Apache MADlib: Big Data Machine Learning in SQL

  • Open source, commercially friendly Apache license
  • For PostgreSQL and Greenplum Database®
  • Powerful machine learning, graph, statistics and analytics for data scientists

Read More

Getting Started with Apache MADlib using Jupyter Notebooks

We have created a library of Jupyter Notebooks to help you get started quickly with MADlib. It includes many commonly used algorithms by data scientists.

 

MADlib 1.16 Release

On July 8, 2019, MADlib completed its sixth release as an Apache Software Foundation Top Level Project.

New features include:

  • Deep learning - Early stage support for Keras with Tensorflow backend with GPU acceleration. Focus on image classification use cases.

  • Deep learning utilities - Load model architectures and weights, parallel loading of images from NumPy arrays or file system, preprocess images for gradient descent optimization algorithms.

  • Greenplum 6 support.

  • PostgreSQL 11 support.

Improvements:

  • K-nearest neighbors - Improve performance with kd-tree approximate method.

  • Association rules - Set default maximum itemset rules to 10 to reduce runtime.

You are invited to download the 1.16 release and review the release notes. For more details about the new deep learning feature, please refer to the Apache MADlib deep learning notes and the Jupyter notebook examples.

 

MADlib 1.15.1 Release

On Oct 15, 2018, MADlib completed its fifth release as an Apache Software Foundation Top Level Project.

New features include: Ubuntu 16.04 support.

Improvements:

  • Elastic net - Support grouping by non-numeric columns.

  • K-nearest neighbors - Accept expressions for points.

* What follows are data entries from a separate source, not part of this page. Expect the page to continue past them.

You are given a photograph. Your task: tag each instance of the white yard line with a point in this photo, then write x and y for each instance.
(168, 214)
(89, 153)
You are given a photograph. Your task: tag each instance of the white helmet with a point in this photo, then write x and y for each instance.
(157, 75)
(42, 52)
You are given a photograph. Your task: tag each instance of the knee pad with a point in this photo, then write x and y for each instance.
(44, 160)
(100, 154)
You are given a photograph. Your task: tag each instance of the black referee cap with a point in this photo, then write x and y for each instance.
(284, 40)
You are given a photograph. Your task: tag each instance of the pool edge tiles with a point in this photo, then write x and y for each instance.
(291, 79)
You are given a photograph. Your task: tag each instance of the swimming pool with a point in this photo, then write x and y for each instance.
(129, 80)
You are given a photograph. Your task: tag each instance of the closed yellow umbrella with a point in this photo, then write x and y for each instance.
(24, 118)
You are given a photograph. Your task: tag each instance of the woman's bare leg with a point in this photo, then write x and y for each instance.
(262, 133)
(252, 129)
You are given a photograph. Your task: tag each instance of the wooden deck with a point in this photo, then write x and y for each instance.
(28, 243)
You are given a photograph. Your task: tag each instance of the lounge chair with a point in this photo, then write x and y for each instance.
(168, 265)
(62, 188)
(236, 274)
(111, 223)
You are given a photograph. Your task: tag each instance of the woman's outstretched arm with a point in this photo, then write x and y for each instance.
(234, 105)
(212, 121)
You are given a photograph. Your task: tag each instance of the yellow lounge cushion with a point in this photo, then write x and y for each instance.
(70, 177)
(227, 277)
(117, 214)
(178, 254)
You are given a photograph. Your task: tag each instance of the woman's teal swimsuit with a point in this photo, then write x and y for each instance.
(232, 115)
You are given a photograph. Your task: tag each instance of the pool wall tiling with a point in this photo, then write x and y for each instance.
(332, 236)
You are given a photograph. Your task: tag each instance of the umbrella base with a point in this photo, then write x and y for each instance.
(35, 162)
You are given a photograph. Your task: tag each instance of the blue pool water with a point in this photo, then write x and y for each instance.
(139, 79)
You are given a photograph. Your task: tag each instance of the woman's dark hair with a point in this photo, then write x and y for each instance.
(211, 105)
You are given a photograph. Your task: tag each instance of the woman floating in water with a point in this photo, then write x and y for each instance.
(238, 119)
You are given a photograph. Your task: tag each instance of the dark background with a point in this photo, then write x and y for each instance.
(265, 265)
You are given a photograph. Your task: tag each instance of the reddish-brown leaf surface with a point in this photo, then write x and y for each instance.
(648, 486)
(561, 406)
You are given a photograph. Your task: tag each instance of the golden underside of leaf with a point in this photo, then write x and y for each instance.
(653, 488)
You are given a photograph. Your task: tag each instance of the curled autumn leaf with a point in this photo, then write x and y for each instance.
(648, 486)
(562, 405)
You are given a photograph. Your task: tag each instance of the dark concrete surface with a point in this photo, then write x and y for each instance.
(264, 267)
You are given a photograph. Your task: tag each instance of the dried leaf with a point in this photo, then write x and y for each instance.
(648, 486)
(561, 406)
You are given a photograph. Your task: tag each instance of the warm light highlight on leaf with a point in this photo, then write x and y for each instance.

  • Vec2cols - Allow arrays of different lengths.

You are invited to download the 1.15.1 release and review the release notes.

 

MADlib 1.15 Release

On Aug 10, 2018, MADlib completed its fourth release as an Apache Software Foundation Top Level Project.

New features include: Utilities - Columns to vector, vector to columns, drop columns.

Improvements:

  • Multilayer perceptron - Added momentum and Nesterov's accelerated gradient methods to gradient updates.

  • Statistics - Added grouping support to correlation and covariance.

  • Decision tree/random forest - Added impurity variable importance.

  • Decision tree/random forest - Added new helper function to report variable importance values in a more readable way.

  • Install - Refactored and updated the madpack installation and upgrade tool.

You are invited to download the 1.15 release and review the release notes.

 

MADlib 1.14 Release

On May 1, 2018, MADlib completed its third release as an Apache Software Foundation Top Level Project.

New features include: Balanced datasets, personalized PageRank, mini-batch optimizer for multilayer perceptron neural networks (and associated pre-processor function), PostgreSQL 10.2 support.

Improvements:

  • K-nearest neighbors - Added weighted averaging/voting by distance.

  • Summary - Added more statistics including number of positive, negative, zero values and 95% confidence intervals.

  • Multilayer perceptron - Added support for one-hot encoded categorical dependent variable for classification.

You are invited to download the 1.14 release and review the release notes.

 

MADlib Graduates to Apache Top Level Project

On July 19, 2017, the ASF board established Apache MADlib as a Top Level Project, which was approved by unanimous vote of the directors present. Please see the associated press release from the ASF.

MADlib entered incubation in the fall of 2015 and made five releases as an incubating project. Along the way, the MADlib community has worked hard to ensure that the project is being developed according to the principles of the  The Apache Way. We will continue to do so in the future as a TLP, to the best of our ability.

Thank you to all who have contributed to the project so far, and we look forward more innovation in machine learning in the future as a TLP!